The charges against DeLay relate to his protracted and single-minded campaign to use campaign cash from corporate interests to shift the balance in the Texas state legislature and, ultimately, through redistricting, to gerrymander the boundaries of Texas congressional districts and ensure a top-heavy Republican majority in the state’s congressional delegation, the foundation of his power in the US House of Representatives.

Texas law bars direct corporate contributions to state legislative candidates, so DeLay arranged for $190,000 to be sent to the Republican National Committee, which then returned the money to the selected candidates according to a prescription prepared by two DeLay political aides and approved by the congressman. All three are now facing charges of money laundering and conspiracy.

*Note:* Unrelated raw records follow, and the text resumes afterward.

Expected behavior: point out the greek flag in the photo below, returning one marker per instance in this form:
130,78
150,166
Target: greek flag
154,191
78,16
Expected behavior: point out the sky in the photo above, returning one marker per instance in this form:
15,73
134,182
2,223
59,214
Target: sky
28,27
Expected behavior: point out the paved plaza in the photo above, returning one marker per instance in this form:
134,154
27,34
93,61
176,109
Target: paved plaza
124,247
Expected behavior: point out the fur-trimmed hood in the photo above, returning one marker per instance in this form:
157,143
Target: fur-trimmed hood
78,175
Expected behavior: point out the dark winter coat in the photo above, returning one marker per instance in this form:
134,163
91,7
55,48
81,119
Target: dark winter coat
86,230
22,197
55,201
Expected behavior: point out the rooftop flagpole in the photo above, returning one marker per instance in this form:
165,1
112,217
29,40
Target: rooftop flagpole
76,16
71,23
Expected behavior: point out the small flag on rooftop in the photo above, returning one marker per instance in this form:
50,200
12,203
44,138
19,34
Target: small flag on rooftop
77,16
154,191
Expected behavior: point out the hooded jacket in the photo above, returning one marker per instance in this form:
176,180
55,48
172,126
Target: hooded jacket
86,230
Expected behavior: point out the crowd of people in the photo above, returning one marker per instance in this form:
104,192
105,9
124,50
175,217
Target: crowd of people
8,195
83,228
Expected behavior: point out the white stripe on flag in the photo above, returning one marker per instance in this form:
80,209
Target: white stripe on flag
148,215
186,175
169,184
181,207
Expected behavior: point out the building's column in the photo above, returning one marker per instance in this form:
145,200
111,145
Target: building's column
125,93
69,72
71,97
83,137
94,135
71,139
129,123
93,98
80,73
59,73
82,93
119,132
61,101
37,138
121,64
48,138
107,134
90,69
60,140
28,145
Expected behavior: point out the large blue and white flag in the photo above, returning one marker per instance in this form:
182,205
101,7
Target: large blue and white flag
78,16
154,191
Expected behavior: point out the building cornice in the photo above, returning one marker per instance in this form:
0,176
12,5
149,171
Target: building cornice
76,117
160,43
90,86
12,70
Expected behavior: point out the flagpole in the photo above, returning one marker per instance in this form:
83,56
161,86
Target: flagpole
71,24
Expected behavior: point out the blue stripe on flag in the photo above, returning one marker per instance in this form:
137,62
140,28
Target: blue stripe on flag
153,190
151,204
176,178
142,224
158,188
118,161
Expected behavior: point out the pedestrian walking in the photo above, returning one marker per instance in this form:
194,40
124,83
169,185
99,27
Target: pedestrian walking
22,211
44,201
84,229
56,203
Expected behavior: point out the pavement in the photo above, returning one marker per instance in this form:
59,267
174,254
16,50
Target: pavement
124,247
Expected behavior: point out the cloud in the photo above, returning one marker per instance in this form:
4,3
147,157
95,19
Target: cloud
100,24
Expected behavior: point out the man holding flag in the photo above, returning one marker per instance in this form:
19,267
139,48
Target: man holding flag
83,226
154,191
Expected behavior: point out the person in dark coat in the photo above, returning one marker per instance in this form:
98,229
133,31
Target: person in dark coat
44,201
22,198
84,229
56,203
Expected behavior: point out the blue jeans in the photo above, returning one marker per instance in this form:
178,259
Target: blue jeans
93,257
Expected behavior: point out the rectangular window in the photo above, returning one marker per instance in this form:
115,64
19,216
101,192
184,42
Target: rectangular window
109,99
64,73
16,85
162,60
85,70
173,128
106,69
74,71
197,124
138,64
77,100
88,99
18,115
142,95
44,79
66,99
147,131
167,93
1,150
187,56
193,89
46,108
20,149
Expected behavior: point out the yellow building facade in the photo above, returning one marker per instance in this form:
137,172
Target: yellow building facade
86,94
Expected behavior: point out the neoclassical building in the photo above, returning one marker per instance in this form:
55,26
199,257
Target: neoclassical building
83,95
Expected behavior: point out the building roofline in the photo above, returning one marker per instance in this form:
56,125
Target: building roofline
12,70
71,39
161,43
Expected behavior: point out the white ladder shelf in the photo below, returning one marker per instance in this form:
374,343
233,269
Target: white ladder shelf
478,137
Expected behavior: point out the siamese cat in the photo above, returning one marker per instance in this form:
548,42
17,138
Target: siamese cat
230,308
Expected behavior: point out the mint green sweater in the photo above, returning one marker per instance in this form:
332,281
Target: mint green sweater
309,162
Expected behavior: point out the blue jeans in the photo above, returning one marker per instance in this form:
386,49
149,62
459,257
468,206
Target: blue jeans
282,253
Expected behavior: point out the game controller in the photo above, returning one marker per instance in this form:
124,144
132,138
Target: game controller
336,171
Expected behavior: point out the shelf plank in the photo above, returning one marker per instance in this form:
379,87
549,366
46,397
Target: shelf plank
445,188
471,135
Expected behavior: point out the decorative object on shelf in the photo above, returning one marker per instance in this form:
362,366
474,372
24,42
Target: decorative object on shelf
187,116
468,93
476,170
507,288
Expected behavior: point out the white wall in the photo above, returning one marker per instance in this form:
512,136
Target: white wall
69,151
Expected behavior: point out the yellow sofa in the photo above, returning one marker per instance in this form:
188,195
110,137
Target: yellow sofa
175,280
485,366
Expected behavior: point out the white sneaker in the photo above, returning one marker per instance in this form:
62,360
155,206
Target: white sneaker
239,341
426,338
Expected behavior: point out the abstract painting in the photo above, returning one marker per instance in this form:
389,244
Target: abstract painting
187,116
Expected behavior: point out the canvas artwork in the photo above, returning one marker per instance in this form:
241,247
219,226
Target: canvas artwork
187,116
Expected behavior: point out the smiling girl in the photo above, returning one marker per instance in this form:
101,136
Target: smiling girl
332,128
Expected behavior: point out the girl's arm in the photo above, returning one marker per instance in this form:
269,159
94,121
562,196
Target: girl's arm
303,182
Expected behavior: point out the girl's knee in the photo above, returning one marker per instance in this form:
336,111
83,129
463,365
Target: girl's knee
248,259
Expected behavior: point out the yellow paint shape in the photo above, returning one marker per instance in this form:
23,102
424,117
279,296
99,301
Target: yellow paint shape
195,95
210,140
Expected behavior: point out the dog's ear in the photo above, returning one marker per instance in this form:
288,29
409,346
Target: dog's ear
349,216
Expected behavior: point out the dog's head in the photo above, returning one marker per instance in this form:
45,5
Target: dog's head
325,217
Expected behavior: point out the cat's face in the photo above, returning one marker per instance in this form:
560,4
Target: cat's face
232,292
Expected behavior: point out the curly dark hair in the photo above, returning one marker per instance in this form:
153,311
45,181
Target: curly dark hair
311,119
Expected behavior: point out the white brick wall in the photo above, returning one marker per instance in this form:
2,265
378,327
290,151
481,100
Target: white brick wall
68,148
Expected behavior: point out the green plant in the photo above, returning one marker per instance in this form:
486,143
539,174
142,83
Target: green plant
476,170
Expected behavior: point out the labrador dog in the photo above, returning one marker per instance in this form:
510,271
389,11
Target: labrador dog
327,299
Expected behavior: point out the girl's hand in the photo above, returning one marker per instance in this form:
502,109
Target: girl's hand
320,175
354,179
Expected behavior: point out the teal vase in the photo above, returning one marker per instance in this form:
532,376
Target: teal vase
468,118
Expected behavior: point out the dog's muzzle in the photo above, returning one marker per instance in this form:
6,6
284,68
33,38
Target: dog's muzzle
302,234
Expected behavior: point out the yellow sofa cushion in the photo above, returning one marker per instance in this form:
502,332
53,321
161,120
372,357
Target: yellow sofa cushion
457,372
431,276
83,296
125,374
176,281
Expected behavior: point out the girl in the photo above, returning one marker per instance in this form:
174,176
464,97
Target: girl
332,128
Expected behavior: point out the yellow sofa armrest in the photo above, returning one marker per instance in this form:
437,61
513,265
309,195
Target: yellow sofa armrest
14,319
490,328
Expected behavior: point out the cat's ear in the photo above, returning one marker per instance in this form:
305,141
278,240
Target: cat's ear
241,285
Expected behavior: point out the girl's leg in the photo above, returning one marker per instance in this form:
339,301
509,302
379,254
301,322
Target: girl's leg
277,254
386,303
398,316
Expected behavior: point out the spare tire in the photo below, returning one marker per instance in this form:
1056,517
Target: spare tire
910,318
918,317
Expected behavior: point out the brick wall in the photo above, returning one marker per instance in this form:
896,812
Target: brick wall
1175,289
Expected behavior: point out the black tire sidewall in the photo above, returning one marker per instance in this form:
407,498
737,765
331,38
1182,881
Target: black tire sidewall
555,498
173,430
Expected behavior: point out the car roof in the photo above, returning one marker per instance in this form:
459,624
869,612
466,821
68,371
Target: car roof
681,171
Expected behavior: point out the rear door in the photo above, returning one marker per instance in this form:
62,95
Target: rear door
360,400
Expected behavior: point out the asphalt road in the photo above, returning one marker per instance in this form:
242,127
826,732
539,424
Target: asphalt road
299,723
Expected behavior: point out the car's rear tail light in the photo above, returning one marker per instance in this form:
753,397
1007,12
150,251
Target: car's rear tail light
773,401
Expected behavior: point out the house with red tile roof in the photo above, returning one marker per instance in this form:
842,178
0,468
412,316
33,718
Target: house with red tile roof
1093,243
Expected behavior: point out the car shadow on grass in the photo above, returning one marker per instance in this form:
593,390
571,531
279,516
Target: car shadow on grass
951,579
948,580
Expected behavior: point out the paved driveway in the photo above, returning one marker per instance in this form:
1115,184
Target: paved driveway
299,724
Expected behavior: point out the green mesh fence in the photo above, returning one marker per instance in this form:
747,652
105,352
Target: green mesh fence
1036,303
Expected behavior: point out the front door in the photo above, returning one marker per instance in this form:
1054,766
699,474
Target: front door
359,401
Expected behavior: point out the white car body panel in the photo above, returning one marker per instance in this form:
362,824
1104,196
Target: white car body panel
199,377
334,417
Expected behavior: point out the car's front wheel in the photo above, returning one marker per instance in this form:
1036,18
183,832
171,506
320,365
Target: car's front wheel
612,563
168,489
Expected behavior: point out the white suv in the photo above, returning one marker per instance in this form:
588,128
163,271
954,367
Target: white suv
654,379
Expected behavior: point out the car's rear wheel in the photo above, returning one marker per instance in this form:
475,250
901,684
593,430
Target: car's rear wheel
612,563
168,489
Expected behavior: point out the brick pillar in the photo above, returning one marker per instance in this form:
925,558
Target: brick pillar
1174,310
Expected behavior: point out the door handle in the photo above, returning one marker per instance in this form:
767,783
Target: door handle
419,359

The conspiracy was effective, in that the selected candidates won their 2002 state legislative races, the Republicans took control of the legislature, and the legislature redrew the boundaries of Texas congressional districts, resulting in a five-seat gain for the Republicans in 2004—more than enough to insure Republican control of the House.

The 2004 redistricting had to receive pre-clearance from the Justice Department, and the career staff emphatically rejected the plan, with all seven members of a task force, as well as their supervisor, finding that the new boundaries would have the effect of reducing the ability of Hispanic voters to influence the outcome.

They cited two districts in particular where last-minute changes were made in the boundaries—dictated by DeLay aides to the state legislative committee that drafted the plan—to remove Hispanic voters from the district of Democratic Congressman Martin Frost and Republican Congressman Bonilla. Frost was defeated for re-election and Bonilla survived a strong challenge.

The 73-page memorandum analyzing the Texas redistricting concluded that the plan violated the Voting Rights Act. Six lawyers and two analysts in the voting rights section of the Justice Department said, “The State of Texas has not met its burden in showing that the proposed congressional redistricting plan does not have a discriminatory effect.” The group’s supervisor added, in a concurring opinion, “This result quite plainly indicates a reduction in minority voting strength. The state’s argument that it has increased minority voting strength...simply does not stand up under careful analysis.”

The memo cited contemporaneous comments by Texas state officials and DeLay aides that indicated they were aware the redistricting might be blocked as discriminatory. James W. Ellis, one of the two DeLay aides now on trial with him, wrote in October 2003, “We need our map, which has been researched and vetted for months. The pre-clearance and political risks are the delegation’s and we are willing to assume those risks, but only with our map.” Ellis and DeLay personally participated in meetings in the state capital to redraw the lines, with most of these key discussions held behind closed doors.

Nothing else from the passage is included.